How to use Amazon Athena queries to analyze AWS WAF logs and provide the visibility needed for threat detection

Web application security is an ongoing process. AWS WAF enables real-time monitoring and blocking of potentially harmful web requests. Bot Control and Fraud Control use machine learning (ML) to detect and prevent sophisticated threats. Bot traffic can make up anywhere from 30% to 50% or even more of total web traffic. After enabling AWS WAF, you want to evaluate the web traffic for false positives or false negatives, identify traffic patterns, identify new attack signatures, and better understand the web traffic incoming to your application. To guarantee optimal security, it’s crucial to regularly assess and improve your AWS WAF configuration by using traffic insights. By doing so, you can enhance the security posture of your application and efficiently mitigate malicious traffic.

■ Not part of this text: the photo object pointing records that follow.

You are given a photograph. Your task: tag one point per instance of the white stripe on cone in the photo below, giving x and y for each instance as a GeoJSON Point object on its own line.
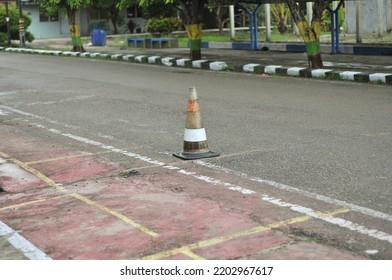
{"type": "Point", "coordinates": [195, 135]}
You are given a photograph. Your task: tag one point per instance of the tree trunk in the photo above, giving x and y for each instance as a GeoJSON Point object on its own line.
{"type": "Point", "coordinates": [310, 34]}
{"type": "Point", "coordinates": [114, 18]}
{"type": "Point", "coordinates": [194, 36]}
{"type": "Point", "coordinates": [74, 28]}
{"type": "Point", "coordinates": [192, 16]}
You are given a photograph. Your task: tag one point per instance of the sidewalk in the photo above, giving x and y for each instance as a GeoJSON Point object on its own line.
{"type": "Point", "coordinates": [277, 55]}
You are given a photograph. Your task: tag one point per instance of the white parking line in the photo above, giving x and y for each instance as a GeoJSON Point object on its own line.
{"type": "Point", "coordinates": [339, 222]}
{"type": "Point", "coordinates": [353, 207]}
{"type": "Point", "coordinates": [21, 244]}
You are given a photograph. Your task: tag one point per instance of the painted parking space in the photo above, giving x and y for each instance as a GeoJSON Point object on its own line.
{"type": "Point", "coordinates": [153, 213]}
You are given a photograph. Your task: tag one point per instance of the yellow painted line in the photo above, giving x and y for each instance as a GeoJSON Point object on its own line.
{"type": "Point", "coordinates": [82, 154]}
{"type": "Point", "coordinates": [33, 171]}
{"type": "Point", "coordinates": [241, 234]}
{"type": "Point", "coordinates": [32, 202]}
{"type": "Point", "coordinates": [334, 213]}
{"type": "Point", "coordinates": [116, 214]}
{"type": "Point", "coordinates": [51, 183]}
{"type": "Point", "coordinates": [218, 240]}
{"type": "Point", "coordinates": [192, 255]}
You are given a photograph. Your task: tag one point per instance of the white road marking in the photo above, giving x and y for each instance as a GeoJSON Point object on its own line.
{"type": "Point", "coordinates": [294, 207]}
{"type": "Point", "coordinates": [353, 207]}
{"type": "Point", "coordinates": [21, 244]}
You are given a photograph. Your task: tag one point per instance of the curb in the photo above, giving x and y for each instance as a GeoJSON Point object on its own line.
{"type": "Point", "coordinates": [378, 78]}
{"type": "Point", "coordinates": [300, 47]}
{"type": "Point", "coordinates": [168, 61]}
{"type": "Point", "coordinates": [279, 70]}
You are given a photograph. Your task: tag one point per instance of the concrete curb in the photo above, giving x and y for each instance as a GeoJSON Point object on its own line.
{"type": "Point", "coordinates": [300, 47]}
{"type": "Point", "coordinates": [377, 78]}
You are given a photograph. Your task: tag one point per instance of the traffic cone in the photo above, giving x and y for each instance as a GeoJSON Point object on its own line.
{"type": "Point", "coordinates": [195, 139]}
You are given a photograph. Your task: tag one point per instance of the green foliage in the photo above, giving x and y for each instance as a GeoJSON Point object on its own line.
{"type": "Point", "coordinates": [132, 26]}
{"type": "Point", "coordinates": [3, 38]}
{"type": "Point", "coordinates": [47, 5]}
{"type": "Point", "coordinates": [163, 25]}
{"type": "Point", "coordinates": [158, 9]}
{"type": "Point", "coordinates": [13, 13]}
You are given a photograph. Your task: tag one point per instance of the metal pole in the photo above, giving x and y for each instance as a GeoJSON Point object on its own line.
{"type": "Point", "coordinates": [7, 19]}
{"type": "Point", "coordinates": [232, 23]}
{"type": "Point", "coordinates": [381, 19]}
{"type": "Point", "coordinates": [268, 22]}
{"type": "Point", "coordinates": [309, 12]}
{"type": "Point", "coordinates": [358, 21]}
{"type": "Point", "coordinates": [21, 25]}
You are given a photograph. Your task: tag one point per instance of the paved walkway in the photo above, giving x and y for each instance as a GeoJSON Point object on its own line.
{"type": "Point", "coordinates": [340, 62]}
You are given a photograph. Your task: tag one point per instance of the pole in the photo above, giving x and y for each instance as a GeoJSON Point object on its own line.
{"type": "Point", "coordinates": [309, 12]}
{"type": "Point", "coordinates": [7, 19]}
{"type": "Point", "coordinates": [21, 25]}
{"type": "Point", "coordinates": [268, 21]}
{"type": "Point", "coordinates": [358, 21]}
{"type": "Point", "coordinates": [232, 23]}
{"type": "Point", "coordinates": [381, 19]}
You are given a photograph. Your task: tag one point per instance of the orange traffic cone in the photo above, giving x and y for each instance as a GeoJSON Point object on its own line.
{"type": "Point", "coordinates": [195, 139]}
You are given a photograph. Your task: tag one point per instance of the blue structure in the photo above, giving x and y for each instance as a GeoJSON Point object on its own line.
{"type": "Point", "coordinates": [253, 22]}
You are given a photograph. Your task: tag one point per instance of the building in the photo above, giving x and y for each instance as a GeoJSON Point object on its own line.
{"type": "Point", "coordinates": [376, 16]}
{"type": "Point", "coordinates": [45, 26]}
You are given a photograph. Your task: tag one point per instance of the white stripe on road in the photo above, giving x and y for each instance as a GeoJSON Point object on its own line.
{"type": "Point", "coordinates": [353, 207]}
{"type": "Point", "coordinates": [21, 244]}
{"type": "Point", "coordinates": [330, 219]}
{"type": "Point", "coordinates": [336, 221]}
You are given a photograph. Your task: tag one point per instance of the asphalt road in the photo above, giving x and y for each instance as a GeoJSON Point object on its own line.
{"type": "Point", "coordinates": [322, 140]}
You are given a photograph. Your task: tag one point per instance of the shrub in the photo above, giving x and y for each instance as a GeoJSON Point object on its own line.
{"type": "Point", "coordinates": [163, 25]}
{"type": "Point", "coordinates": [13, 13]}
{"type": "Point", "coordinates": [3, 38]}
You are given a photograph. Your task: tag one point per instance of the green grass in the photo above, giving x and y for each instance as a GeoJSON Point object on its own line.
{"type": "Point", "coordinates": [244, 36]}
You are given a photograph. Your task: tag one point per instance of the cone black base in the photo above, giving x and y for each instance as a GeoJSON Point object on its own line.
{"type": "Point", "coordinates": [190, 156]}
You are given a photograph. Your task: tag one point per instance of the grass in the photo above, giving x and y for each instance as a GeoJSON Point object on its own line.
{"type": "Point", "coordinates": [244, 36]}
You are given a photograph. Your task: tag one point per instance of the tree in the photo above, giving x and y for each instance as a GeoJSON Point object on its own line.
{"type": "Point", "coordinates": [192, 16]}
{"type": "Point", "coordinates": [111, 7]}
{"type": "Point", "coordinates": [310, 34]}
{"type": "Point", "coordinates": [73, 11]}
{"type": "Point", "coordinates": [13, 14]}
{"type": "Point", "coordinates": [281, 15]}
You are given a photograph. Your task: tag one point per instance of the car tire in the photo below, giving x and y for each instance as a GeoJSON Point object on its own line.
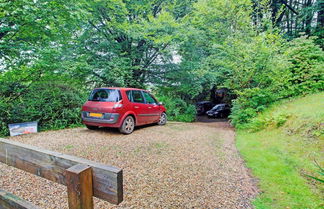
{"type": "Point", "coordinates": [128, 125]}
{"type": "Point", "coordinates": [163, 119]}
{"type": "Point", "coordinates": [92, 127]}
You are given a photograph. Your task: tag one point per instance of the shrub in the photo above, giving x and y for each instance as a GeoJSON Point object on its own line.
{"type": "Point", "coordinates": [53, 104]}
{"type": "Point", "coordinates": [178, 109]}
{"type": "Point", "coordinates": [307, 64]}
{"type": "Point", "coordinates": [249, 103]}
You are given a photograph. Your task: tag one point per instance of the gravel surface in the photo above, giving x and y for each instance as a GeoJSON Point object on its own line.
{"type": "Point", "coordinates": [174, 166]}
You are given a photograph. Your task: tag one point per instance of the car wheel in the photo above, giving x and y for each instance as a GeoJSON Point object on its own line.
{"type": "Point", "coordinates": [128, 125]}
{"type": "Point", "coordinates": [163, 119]}
{"type": "Point", "coordinates": [92, 127]}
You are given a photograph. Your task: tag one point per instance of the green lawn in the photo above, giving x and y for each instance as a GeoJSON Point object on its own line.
{"type": "Point", "coordinates": [281, 157]}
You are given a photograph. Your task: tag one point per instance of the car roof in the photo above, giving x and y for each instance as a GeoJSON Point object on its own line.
{"type": "Point", "coordinates": [121, 88]}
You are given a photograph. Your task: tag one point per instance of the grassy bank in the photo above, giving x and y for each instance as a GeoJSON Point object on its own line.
{"type": "Point", "coordinates": [281, 147]}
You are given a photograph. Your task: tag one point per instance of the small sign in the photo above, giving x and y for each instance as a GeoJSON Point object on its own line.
{"type": "Point", "coordinates": [22, 128]}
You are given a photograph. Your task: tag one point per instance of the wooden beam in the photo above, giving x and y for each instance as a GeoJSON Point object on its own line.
{"type": "Point", "coordinates": [79, 187]}
{"type": "Point", "coordinates": [107, 180]}
{"type": "Point", "coordinates": [10, 201]}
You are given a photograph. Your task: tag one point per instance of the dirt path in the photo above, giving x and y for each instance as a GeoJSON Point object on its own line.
{"type": "Point", "coordinates": [175, 166]}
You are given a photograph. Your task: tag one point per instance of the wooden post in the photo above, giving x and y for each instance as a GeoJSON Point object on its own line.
{"type": "Point", "coordinates": [10, 201]}
{"type": "Point", "coordinates": [79, 186]}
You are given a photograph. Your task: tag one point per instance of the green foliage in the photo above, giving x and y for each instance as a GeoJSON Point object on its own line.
{"type": "Point", "coordinates": [307, 65]}
{"type": "Point", "coordinates": [178, 109]}
{"type": "Point", "coordinates": [282, 158]}
{"type": "Point", "coordinates": [297, 72]}
{"type": "Point", "coordinates": [54, 105]}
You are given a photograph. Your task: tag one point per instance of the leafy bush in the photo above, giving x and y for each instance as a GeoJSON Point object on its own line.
{"type": "Point", "coordinates": [53, 104]}
{"type": "Point", "coordinates": [303, 74]}
{"type": "Point", "coordinates": [178, 109]}
{"type": "Point", "coordinates": [249, 103]}
{"type": "Point", "coordinates": [307, 66]}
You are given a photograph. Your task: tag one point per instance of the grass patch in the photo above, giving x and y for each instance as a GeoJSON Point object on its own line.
{"type": "Point", "coordinates": [281, 156]}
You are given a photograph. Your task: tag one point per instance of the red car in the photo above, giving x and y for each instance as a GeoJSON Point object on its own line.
{"type": "Point", "coordinates": [122, 108]}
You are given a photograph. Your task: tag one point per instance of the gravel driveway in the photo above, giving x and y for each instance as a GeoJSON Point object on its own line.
{"type": "Point", "coordinates": [179, 165]}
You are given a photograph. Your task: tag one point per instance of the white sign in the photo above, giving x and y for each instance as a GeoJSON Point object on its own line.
{"type": "Point", "coordinates": [22, 128]}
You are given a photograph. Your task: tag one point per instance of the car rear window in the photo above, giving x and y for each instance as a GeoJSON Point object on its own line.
{"type": "Point", "coordinates": [105, 95]}
{"type": "Point", "coordinates": [135, 96]}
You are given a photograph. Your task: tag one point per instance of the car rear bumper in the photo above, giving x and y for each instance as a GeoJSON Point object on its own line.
{"type": "Point", "coordinates": [108, 119]}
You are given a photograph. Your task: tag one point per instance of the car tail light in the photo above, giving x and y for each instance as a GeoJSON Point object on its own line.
{"type": "Point", "coordinates": [118, 105]}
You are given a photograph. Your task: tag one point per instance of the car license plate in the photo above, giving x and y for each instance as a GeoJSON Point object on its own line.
{"type": "Point", "coordinates": [96, 115]}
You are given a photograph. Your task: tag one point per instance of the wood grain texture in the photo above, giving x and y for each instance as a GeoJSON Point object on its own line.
{"type": "Point", "coordinates": [10, 201]}
{"type": "Point", "coordinates": [79, 187]}
{"type": "Point", "coordinates": [107, 180]}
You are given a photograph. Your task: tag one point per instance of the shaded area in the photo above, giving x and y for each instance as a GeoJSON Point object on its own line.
{"type": "Point", "coordinates": [180, 165]}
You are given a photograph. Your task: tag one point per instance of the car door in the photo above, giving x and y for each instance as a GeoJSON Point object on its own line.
{"type": "Point", "coordinates": [153, 107]}
{"type": "Point", "coordinates": [139, 107]}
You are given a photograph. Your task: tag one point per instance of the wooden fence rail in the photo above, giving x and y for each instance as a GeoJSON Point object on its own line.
{"type": "Point", "coordinates": [83, 178]}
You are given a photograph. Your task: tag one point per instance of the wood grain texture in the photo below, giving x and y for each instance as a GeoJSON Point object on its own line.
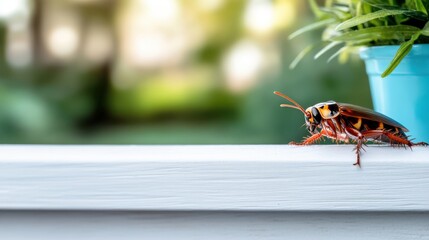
{"type": "Point", "coordinates": [232, 178]}
{"type": "Point", "coordinates": [90, 225]}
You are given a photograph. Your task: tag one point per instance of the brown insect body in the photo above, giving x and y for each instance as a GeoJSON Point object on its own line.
{"type": "Point", "coordinates": [346, 122]}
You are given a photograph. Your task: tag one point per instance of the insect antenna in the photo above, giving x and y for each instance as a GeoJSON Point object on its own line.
{"type": "Point", "coordinates": [295, 104]}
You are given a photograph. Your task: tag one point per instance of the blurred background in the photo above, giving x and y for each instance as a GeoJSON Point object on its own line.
{"type": "Point", "coordinates": [162, 72]}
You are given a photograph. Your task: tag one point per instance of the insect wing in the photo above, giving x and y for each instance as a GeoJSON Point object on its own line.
{"type": "Point", "coordinates": [351, 110]}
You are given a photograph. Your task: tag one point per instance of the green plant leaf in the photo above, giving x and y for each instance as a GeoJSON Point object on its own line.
{"type": "Point", "coordinates": [300, 56]}
{"type": "Point", "coordinates": [315, 8]}
{"type": "Point", "coordinates": [403, 50]}
{"type": "Point", "coordinates": [311, 27]}
{"type": "Point", "coordinates": [417, 5]}
{"type": "Point", "coordinates": [400, 32]}
{"type": "Point", "coordinates": [352, 22]}
{"type": "Point", "coordinates": [425, 30]}
{"type": "Point", "coordinates": [325, 49]}
{"type": "Point", "coordinates": [341, 50]}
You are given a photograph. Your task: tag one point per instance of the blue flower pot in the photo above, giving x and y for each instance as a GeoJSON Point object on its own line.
{"type": "Point", "coordinates": [404, 94]}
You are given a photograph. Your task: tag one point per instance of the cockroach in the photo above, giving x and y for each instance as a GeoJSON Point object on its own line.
{"type": "Point", "coordinates": [347, 123]}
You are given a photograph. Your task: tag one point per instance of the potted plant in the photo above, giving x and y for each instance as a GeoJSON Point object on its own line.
{"type": "Point", "coordinates": [393, 37]}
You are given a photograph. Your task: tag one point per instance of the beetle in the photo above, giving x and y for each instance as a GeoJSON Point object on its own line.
{"type": "Point", "coordinates": [346, 123]}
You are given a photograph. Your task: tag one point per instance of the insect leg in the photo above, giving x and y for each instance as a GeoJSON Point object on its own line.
{"type": "Point", "coordinates": [360, 139]}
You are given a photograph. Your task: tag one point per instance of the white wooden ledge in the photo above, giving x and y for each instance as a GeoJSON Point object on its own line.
{"type": "Point", "coordinates": [210, 178]}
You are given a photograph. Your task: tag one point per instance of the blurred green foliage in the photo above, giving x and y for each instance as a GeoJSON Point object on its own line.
{"type": "Point", "coordinates": [79, 103]}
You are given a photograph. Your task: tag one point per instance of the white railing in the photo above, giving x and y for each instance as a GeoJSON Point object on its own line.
{"type": "Point", "coordinates": [213, 192]}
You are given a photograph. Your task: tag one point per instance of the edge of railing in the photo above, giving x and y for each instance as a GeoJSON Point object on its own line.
{"type": "Point", "coordinates": [213, 177]}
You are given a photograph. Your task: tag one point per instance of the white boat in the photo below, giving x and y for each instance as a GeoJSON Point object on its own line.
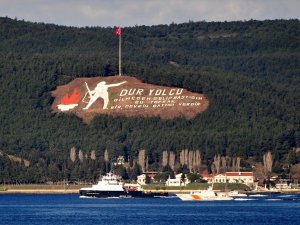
{"type": "Point", "coordinates": [205, 195]}
{"type": "Point", "coordinates": [110, 186]}
{"type": "Point", "coordinates": [236, 194]}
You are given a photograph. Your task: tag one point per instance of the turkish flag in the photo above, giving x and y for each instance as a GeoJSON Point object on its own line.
{"type": "Point", "coordinates": [118, 31]}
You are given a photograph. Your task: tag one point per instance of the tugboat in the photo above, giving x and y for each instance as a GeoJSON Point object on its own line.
{"type": "Point", "coordinates": [110, 186]}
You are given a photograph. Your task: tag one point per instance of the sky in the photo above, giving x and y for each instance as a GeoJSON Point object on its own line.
{"type": "Point", "coordinates": [110, 13]}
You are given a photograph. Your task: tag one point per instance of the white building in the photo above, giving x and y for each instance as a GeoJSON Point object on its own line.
{"type": "Point", "coordinates": [235, 177]}
{"type": "Point", "coordinates": [177, 181]}
{"type": "Point", "coordinates": [141, 179]}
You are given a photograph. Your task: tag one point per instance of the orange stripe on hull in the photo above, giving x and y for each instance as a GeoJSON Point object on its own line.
{"type": "Point", "coordinates": [196, 197]}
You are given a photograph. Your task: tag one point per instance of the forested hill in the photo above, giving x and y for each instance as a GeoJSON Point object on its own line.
{"type": "Point", "coordinates": [249, 72]}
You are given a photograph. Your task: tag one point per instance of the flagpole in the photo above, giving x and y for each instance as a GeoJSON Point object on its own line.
{"type": "Point", "coordinates": [120, 72]}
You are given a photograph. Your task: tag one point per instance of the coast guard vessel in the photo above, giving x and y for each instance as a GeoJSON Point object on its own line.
{"type": "Point", "coordinates": [110, 186]}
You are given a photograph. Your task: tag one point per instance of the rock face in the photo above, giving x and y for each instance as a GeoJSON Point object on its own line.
{"type": "Point", "coordinates": [126, 96]}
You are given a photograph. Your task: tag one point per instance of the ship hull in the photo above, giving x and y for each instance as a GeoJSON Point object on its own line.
{"type": "Point", "coordinates": [120, 194]}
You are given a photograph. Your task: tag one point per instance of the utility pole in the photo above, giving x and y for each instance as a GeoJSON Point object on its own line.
{"type": "Point", "coordinates": [120, 56]}
{"type": "Point", "coordinates": [119, 34]}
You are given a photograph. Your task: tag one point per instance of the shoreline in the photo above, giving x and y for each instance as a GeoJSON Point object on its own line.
{"type": "Point", "coordinates": [76, 191]}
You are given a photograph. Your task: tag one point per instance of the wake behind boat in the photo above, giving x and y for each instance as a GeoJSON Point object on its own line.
{"type": "Point", "coordinates": [110, 186]}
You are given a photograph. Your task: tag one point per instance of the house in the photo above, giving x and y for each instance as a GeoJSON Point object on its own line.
{"type": "Point", "coordinates": [235, 177]}
{"type": "Point", "coordinates": [208, 177]}
{"type": "Point", "coordinates": [141, 179]}
{"type": "Point", "coordinates": [177, 181]}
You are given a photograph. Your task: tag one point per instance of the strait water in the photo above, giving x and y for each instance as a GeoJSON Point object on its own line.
{"type": "Point", "coordinates": [70, 209]}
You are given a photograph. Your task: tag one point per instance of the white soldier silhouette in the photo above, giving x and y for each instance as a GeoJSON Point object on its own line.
{"type": "Point", "coordinates": [101, 91]}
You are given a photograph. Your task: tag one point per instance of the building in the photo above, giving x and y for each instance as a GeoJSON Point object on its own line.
{"type": "Point", "coordinates": [177, 181]}
{"type": "Point", "coordinates": [141, 179]}
{"type": "Point", "coordinates": [235, 177]}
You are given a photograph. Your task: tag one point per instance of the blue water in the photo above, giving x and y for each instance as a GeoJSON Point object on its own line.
{"type": "Point", "coordinates": [70, 209]}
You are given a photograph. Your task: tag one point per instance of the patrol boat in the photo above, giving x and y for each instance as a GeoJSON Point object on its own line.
{"type": "Point", "coordinates": [110, 186]}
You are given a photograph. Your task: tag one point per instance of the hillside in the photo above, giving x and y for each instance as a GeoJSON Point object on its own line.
{"type": "Point", "coordinates": [249, 72]}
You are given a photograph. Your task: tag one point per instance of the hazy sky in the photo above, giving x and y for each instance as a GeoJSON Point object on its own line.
{"type": "Point", "coordinates": [146, 12]}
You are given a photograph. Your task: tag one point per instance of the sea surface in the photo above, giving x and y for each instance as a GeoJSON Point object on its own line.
{"type": "Point", "coordinates": [70, 209]}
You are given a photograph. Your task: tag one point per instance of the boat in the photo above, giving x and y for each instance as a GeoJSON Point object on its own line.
{"type": "Point", "coordinates": [236, 194]}
{"type": "Point", "coordinates": [110, 186]}
{"type": "Point", "coordinates": [205, 195]}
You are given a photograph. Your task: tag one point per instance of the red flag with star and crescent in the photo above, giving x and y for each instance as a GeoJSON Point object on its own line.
{"type": "Point", "coordinates": [118, 31]}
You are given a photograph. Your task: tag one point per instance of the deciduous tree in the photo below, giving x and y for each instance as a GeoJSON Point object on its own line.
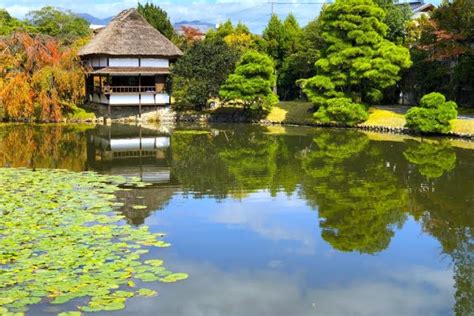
{"type": "Point", "coordinates": [158, 18]}
{"type": "Point", "coordinates": [63, 25]}
{"type": "Point", "coordinates": [199, 74]}
{"type": "Point", "coordinates": [39, 79]}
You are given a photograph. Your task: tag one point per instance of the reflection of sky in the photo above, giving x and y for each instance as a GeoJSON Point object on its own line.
{"type": "Point", "coordinates": [265, 256]}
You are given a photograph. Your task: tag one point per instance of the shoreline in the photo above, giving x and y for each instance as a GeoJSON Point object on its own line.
{"type": "Point", "coordinates": [170, 116]}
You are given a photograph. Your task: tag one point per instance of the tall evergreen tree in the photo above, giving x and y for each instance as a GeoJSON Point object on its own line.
{"type": "Point", "coordinates": [252, 82]}
{"type": "Point", "coordinates": [274, 35]}
{"type": "Point", "coordinates": [357, 63]}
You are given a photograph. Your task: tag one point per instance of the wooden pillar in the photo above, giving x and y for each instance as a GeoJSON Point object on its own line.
{"type": "Point", "coordinates": [139, 95]}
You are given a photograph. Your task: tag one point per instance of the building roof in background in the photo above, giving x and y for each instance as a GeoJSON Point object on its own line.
{"type": "Point", "coordinates": [129, 34]}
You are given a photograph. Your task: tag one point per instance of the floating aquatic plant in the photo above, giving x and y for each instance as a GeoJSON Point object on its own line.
{"type": "Point", "coordinates": [61, 239]}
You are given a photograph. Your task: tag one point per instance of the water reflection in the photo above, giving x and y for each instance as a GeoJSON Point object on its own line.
{"type": "Point", "coordinates": [130, 151]}
{"type": "Point", "coordinates": [306, 200]}
{"type": "Point", "coordinates": [358, 196]}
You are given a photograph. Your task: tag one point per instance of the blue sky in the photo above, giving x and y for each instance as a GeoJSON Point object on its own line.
{"type": "Point", "coordinates": [254, 13]}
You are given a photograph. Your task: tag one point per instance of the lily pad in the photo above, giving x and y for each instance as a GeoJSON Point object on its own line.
{"type": "Point", "coordinates": [146, 292]}
{"type": "Point", "coordinates": [61, 238]}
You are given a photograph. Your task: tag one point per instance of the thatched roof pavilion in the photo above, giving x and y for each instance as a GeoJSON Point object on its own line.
{"type": "Point", "coordinates": [129, 63]}
{"type": "Point", "coordinates": [129, 34]}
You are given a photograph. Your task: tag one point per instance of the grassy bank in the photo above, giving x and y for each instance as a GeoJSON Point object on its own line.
{"type": "Point", "coordinates": [295, 112]}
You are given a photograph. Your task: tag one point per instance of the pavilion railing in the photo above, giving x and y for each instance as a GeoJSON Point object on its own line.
{"type": "Point", "coordinates": [129, 89]}
{"type": "Point", "coordinates": [124, 89]}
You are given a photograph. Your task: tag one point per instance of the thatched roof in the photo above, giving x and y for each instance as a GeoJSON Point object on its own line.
{"type": "Point", "coordinates": [131, 71]}
{"type": "Point", "coordinates": [129, 34]}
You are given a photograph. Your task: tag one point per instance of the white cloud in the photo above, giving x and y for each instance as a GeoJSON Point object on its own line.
{"type": "Point", "coordinates": [254, 14]}
{"type": "Point", "coordinates": [211, 291]}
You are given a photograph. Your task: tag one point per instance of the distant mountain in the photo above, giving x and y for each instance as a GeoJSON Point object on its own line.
{"type": "Point", "coordinates": [93, 20]}
{"type": "Point", "coordinates": [200, 25]}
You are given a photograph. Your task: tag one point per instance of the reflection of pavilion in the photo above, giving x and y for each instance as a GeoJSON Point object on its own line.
{"type": "Point", "coordinates": [130, 151]}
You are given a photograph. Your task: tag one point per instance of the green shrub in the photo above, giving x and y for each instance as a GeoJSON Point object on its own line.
{"type": "Point", "coordinates": [433, 114]}
{"type": "Point", "coordinates": [342, 110]}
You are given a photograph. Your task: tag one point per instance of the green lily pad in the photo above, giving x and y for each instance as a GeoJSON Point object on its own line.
{"type": "Point", "coordinates": [61, 238]}
{"type": "Point", "coordinates": [174, 277]}
{"type": "Point", "coordinates": [138, 207]}
{"type": "Point", "coordinates": [146, 292]}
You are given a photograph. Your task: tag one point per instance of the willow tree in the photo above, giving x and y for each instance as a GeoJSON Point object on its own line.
{"type": "Point", "coordinates": [39, 79]}
{"type": "Point", "coordinates": [252, 82]}
{"type": "Point", "coordinates": [357, 61]}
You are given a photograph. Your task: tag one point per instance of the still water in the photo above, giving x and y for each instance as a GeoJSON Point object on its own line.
{"type": "Point", "coordinates": [284, 221]}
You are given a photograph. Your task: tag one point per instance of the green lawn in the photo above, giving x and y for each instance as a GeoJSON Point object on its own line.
{"type": "Point", "coordinates": [298, 112]}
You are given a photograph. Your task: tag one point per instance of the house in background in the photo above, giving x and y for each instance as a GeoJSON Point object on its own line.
{"type": "Point", "coordinates": [129, 63]}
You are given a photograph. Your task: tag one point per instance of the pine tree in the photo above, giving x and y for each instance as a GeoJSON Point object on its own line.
{"type": "Point", "coordinates": [357, 62]}
{"type": "Point", "coordinates": [252, 82]}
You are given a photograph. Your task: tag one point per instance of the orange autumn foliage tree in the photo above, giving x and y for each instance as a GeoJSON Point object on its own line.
{"type": "Point", "coordinates": [39, 79]}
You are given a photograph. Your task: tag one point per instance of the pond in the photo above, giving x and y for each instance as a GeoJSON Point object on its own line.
{"type": "Point", "coordinates": [282, 221]}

This post will provide information on how to use Amazon Athena to analyze AWS WAF logs published to an Amazon Simple Storage Service (Amazon S3) bucket and gather insights into potential attacks. If you are publishing AWS WAF logs to Amazon CloudWatch Logs, please refer to Analyzing AWS WAF Logs in Amazon CloudWatch Logs. Using Athena, it’s easy to perform ongoing analysis of AWS WAF by easily surfacing outliers such as the top 10 IP addresses accessing your application, top 10 URI accessed, top IP addresses with token rejections, tracking of a client session, and many more use cases.

AWS WAF dashboards

AWS WAF provides web ACL traffic overview dashboards to provide an overview of web traffic. The dashboards are divided into four different categories: All traffic, Bot Control, Account takeover protection, and Account creation fraud prevention. For example, if you would like to understand requests per top 10 countries, token status, or client session thresholds, you can use default dashboards. But, for deeper web traffic analysis and to generate data for your custom use case, you need to analyze AWS WAF logs. Athena provides you with the right integration to run queries.

AWS WAF logging

With AWS WAF logging, you can view metadata (JSON format) about the traffic accessing your protected resources, including client IP addresses, requested resources, and more. See Log fields for a full list of available data. This information allows you to analyze traffic across various dimensions, such as client IPs, URIs, hosts, client IP country, headers, and AWS WAF rules, providing valuable insights into your web application’s security. AWS WAF generates a unique JSON log entry for each HTTP request it handles, which can be stored and analyzed. You can send AWS WAF logs to various destinations, including S3 buckets, CloudWatch, or by using Amazon Kinesis Data Firehose to send logs to third-party solutions like Datadog or Splunk. Once a Kinesis Data Firehose delivery stream is created, you can associate it with an AWS WAF web access control list (ACL) through the AWS Command Line Interface (AWS CLI) or the AWS WAF console, which enables AWS WAF to send real-time logs to a required destination.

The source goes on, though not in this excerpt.